Trockene Haut zeigt sich als stumpfe, raue oder spröde Oberfläche und geht oft mit Häutungsproblemen einher. Reptilien sind je nach Art auf eine bestimmte Luftfeuchtigkeit angewiesen, damit ihre Haut geschmeidig bleibt und die Häutung in einem Stück gelingt. Ist die Luft im Terrarium zu trocken oder ist das Tier ausgetrocknet, wird die Haut spröde und rissig. Das begünstigt festsitzende Häutungsreste und gefährliche Einschnürungen an Zehen und Schwanz. Manchmal steckt auch ein Flüssigkeitsmangel oder ein schlechter Allgemeinzustand dahinter. Weil die Haut stark von der richtigen Feuchtigkeit abhängt, ist sie ein guter Anzeiger für die Haltung. Prüfen Sie bei trockener Haut zuerst Luftfeuchtigkeit und Wasserangebot im Terrarium.
Worauf Sie achten sollten
Achten Sie auf folgende Hinweise:
- die Luftfeuchtigkeit im Terrarium
- Häutungsprobleme und festsitzende Reste
- eingefallene Augen als Zeichen von Austrocknung
- ob eine Bademöglichkeit besteht
- das Trinkverhalten
Trockene Haut bei Reptilien: Wann muss ich zum Tierarzt?

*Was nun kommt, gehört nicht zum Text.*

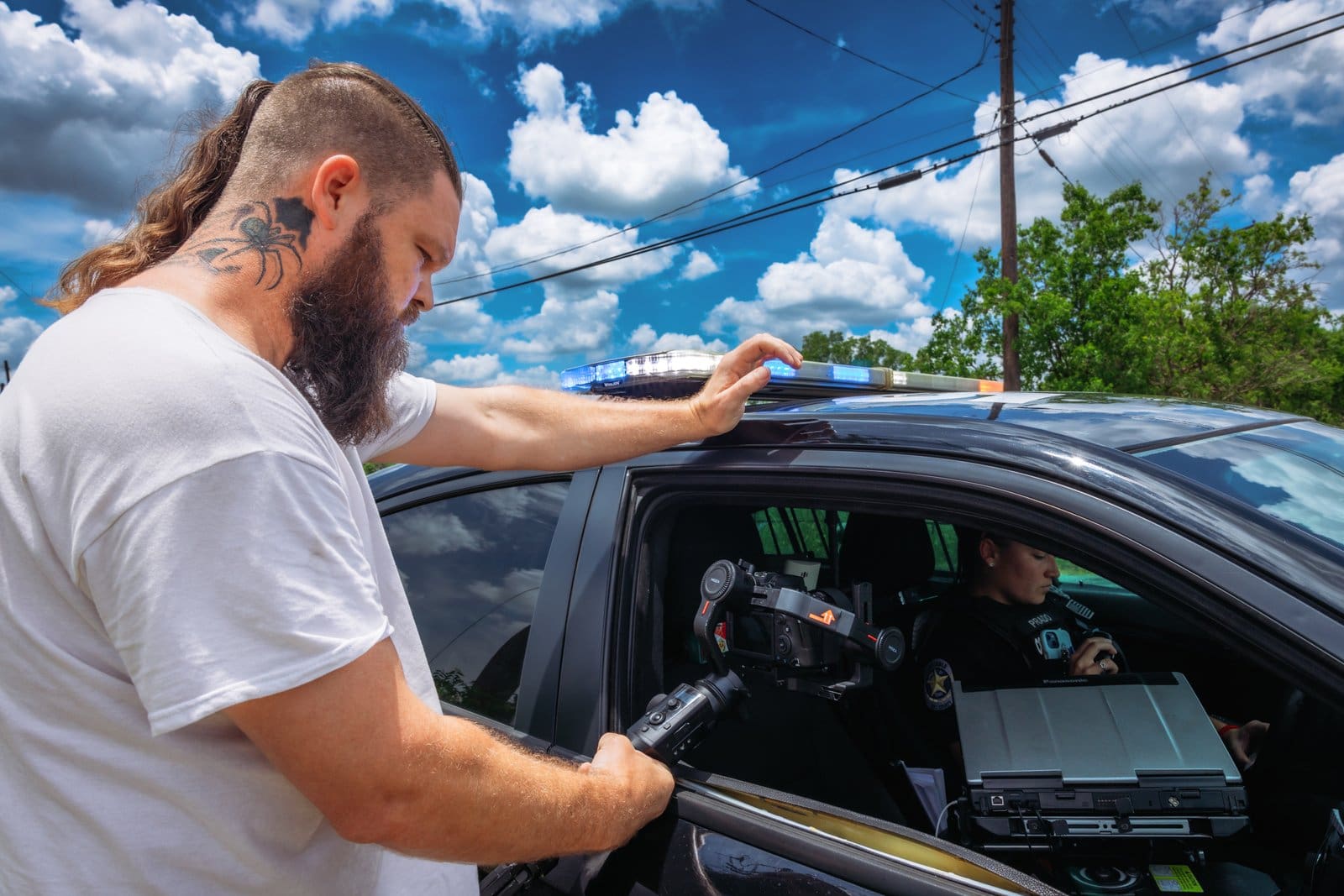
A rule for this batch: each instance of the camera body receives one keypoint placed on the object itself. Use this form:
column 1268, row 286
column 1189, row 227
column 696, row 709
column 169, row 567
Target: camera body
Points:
column 764, row 637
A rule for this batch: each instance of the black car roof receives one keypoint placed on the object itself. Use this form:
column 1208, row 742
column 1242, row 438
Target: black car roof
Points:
column 1126, row 422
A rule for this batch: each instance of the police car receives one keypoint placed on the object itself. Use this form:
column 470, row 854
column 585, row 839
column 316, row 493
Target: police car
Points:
column 1206, row 539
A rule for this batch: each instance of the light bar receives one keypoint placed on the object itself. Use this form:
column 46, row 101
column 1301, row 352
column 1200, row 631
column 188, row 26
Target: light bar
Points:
column 683, row 372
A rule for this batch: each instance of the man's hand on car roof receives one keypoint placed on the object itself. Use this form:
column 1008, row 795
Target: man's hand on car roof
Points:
column 741, row 372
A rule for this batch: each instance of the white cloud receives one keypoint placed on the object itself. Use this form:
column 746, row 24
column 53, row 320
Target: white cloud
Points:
column 87, row 116
column 1304, row 83
column 464, row 322
column 541, row 376
column 100, row 230
column 292, row 20
column 1319, row 191
column 911, row 336
column 853, row 277
column 568, row 322
column 1163, row 13
column 470, row 369
column 17, row 335
column 655, row 160
column 475, row 228
column 699, row 265
column 1137, row 141
column 544, row 231
column 480, row 81
column 434, row 535
column 534, row 20
column 645, row 338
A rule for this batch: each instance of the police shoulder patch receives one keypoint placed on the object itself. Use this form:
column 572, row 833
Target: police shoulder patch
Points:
column 937, row 684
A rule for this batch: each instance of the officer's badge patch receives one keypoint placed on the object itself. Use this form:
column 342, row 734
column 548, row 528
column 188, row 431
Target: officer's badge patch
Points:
column 938, row 684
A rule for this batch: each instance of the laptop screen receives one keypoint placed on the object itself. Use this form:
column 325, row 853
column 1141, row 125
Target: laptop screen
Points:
column 1090, row 731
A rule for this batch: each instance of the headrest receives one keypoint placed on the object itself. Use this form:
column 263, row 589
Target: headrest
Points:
column 891, row 553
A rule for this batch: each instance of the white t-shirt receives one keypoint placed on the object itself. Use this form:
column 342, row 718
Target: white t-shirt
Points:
column 181, row 533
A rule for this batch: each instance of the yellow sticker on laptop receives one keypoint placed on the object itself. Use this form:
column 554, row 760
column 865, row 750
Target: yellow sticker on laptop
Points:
column 1175, row 879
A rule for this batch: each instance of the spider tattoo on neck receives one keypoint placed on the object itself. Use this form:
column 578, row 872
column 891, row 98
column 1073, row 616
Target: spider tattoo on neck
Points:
column 259, row 233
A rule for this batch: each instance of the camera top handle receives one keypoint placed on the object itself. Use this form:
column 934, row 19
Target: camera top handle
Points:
column 729, row 584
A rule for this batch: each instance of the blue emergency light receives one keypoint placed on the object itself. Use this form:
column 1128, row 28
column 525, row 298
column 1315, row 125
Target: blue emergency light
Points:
column 683, row 372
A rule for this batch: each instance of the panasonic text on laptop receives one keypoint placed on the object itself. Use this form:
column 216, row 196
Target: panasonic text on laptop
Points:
column 1097, row 757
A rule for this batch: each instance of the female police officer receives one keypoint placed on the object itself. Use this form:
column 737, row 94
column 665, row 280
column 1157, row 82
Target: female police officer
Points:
column 1005, row 624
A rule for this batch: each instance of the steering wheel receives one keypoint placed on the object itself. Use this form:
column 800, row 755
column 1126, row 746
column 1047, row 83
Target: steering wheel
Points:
column 1276, row 746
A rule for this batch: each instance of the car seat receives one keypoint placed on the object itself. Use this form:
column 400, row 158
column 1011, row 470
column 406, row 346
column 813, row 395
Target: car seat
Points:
column 890, row 553
column 895, row 555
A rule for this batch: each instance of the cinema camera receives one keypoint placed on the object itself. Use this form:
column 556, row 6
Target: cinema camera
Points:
column 817, row 642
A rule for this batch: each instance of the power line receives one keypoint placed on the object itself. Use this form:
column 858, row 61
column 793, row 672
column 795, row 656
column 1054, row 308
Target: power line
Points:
column 969, row 20
column 793, row 204
column 1126, row 149
column 1158, row 46
column 965, row 228
column 15, row 284
column 857, row 55
column 683, row 207
column 1169, row 103
column 710, row 196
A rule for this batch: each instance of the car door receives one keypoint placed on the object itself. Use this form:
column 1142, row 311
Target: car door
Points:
column 727, row 835
column 487, row 562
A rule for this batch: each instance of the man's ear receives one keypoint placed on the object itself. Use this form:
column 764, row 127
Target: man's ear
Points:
column 336, row 191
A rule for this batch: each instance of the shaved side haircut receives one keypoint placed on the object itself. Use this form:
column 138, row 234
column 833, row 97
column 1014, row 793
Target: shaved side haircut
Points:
column 272, row 134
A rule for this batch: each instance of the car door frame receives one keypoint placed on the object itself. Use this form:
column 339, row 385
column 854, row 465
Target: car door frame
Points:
column 1225, row 590
column 534, row 721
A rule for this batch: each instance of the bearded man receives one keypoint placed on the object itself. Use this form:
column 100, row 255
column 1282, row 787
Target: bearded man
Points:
column 213, row 681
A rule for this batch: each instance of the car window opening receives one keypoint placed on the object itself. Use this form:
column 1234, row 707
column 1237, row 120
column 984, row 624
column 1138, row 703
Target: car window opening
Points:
column 828, row 727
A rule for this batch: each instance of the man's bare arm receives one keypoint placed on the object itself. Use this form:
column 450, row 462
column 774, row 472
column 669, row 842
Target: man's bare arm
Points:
column 386, row 768
column 514, row 427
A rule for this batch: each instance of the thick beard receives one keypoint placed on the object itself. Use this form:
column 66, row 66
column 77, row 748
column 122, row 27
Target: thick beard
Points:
column 349, row 342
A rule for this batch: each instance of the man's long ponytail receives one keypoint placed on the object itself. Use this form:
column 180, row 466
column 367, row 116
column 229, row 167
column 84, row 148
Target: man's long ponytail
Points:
column 168, row 215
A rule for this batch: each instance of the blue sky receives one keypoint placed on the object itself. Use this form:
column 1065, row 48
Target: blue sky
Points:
column 577, row 118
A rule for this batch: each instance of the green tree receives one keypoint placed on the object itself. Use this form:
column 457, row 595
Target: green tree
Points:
column 837, row 348
column 1216, row 312
column 1079, row 296
column 1233, row 316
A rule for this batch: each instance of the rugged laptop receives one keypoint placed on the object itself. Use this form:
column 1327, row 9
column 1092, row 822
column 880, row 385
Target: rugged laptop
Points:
column 1115, row 757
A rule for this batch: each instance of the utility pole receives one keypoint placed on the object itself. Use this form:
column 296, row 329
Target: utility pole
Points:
column 1007, row 190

Trockene Haut lässt sich oft durch eine an die Tierart angepasste Luftfeuchtigkeit, ein passendes Bodensubstrat und ausreichend Trinkwasser bessern, sodass sie zunächst beobachtet werden kann. Prüfen Sie die Werte im Terrarium und passen Sie sie bei Bedarf an. Bleibt die Haut trotz angepasster Luftfeuchtigkeit trocken oder kommen Austrocknungszeichen hinzu, sollten Sie tierärztlichen Rat einholen. Ein sofortiger Notfall liegt vor, wenn die trockene Haut mit eingefallenen Augen und Schwäche einhergeht, denn das deutet auf eine deutliche Austrocknung hin. Auch trockene Haut zusammen mit einschnürenden Hautresten an Zehen oder Schwanz erfordert rasche Hilfe, da sonst Gewebe absterben kann. Beobachten Sie deshalb, ob zusätzliche Krankheitszeichen auftreten oder sich Häutungsprobleme entwickeln.